Economists see rising optimism from the Federal Open Market Committee, which could lead to the first interest rate increase of 2016. Wall Street banks began the year thinking (or, hoping) that the Fed would raise rates repeatedly this year, only to see those hopes dashed after June’s Brexit vote and a weak U.S. jobs number in May.
“These changes were modest but in an optimistic direction, and the improved risk assessment could begin to lay the groundwork for a hike in a few meetings’ time, provided the data cooperate,” wrote JPMorganeconomist Michael Feroli on Wednesday. “We continue to look for a second rate hike in December, and we still believe we’d need to see some blockbuster employment and inflation data to make September a realistic possibility.”
Blowout jobs numbers are exactly what the market got from the June data, which was released earlier this month, but it was too little, too late, for the FOMC, which watched as the post-Brexit freakout dashed any expectations of a summer interest rate hike.

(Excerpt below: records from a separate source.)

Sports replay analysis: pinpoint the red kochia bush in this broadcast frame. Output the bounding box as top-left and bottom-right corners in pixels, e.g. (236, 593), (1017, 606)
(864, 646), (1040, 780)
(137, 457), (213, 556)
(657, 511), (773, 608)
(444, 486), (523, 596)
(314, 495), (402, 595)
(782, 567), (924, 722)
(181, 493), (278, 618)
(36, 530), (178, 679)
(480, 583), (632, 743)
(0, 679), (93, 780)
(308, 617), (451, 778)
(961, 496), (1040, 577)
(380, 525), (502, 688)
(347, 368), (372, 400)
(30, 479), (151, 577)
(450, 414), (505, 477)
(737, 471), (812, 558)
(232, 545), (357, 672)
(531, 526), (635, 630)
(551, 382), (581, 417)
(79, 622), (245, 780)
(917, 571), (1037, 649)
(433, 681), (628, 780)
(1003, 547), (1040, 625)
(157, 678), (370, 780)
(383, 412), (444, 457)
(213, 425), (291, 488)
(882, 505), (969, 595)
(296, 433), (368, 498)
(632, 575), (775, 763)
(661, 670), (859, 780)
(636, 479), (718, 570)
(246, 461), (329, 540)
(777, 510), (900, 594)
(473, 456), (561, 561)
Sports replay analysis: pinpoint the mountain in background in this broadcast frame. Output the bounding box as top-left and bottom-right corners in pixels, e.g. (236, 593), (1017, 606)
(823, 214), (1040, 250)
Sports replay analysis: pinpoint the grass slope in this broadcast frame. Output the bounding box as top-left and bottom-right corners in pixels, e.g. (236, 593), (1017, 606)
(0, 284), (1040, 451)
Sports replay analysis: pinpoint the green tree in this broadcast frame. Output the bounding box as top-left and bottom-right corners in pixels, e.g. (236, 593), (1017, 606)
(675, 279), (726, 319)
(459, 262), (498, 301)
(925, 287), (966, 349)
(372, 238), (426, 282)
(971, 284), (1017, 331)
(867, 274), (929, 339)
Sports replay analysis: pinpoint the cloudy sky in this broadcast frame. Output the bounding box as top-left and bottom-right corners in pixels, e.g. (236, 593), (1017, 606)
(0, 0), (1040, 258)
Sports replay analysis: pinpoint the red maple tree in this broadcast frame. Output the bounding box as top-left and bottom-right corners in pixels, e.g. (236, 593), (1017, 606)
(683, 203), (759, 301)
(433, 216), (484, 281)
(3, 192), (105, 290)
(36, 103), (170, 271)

Others do see September as a realistic possibility for an interest rate increase. Goldman Sachs analysts on Wednesday raised their expectations for a September rate hike to 30 percent from 25 percent and also upped their odds for a rate rise in December, after hearing the FOMC say it sees near-term risks to its economic outlook lessening.
Now, the market is processing its Brexit reaction as if some fears were overblown. U.S. bank stocks have mostly rebounded from second-quarter lows, and the market has rallied past lows that came in late June after the U.K. vote.
“The FOMC is acknowledging the post-Brexit calm in the markets, but is still cognizant about the uncertainties in the global economic outlook,”Bank of America Merrill Lynch economists wrote Wednesday. “We continue to believe that a September hike is unlikely, but expect conditions to be met by December to justify a rate hike, assuming no additional shocks.”
Correction: This story has been updated to reflect that strong jobs data were reported earlier this month and that the market dropped in late June.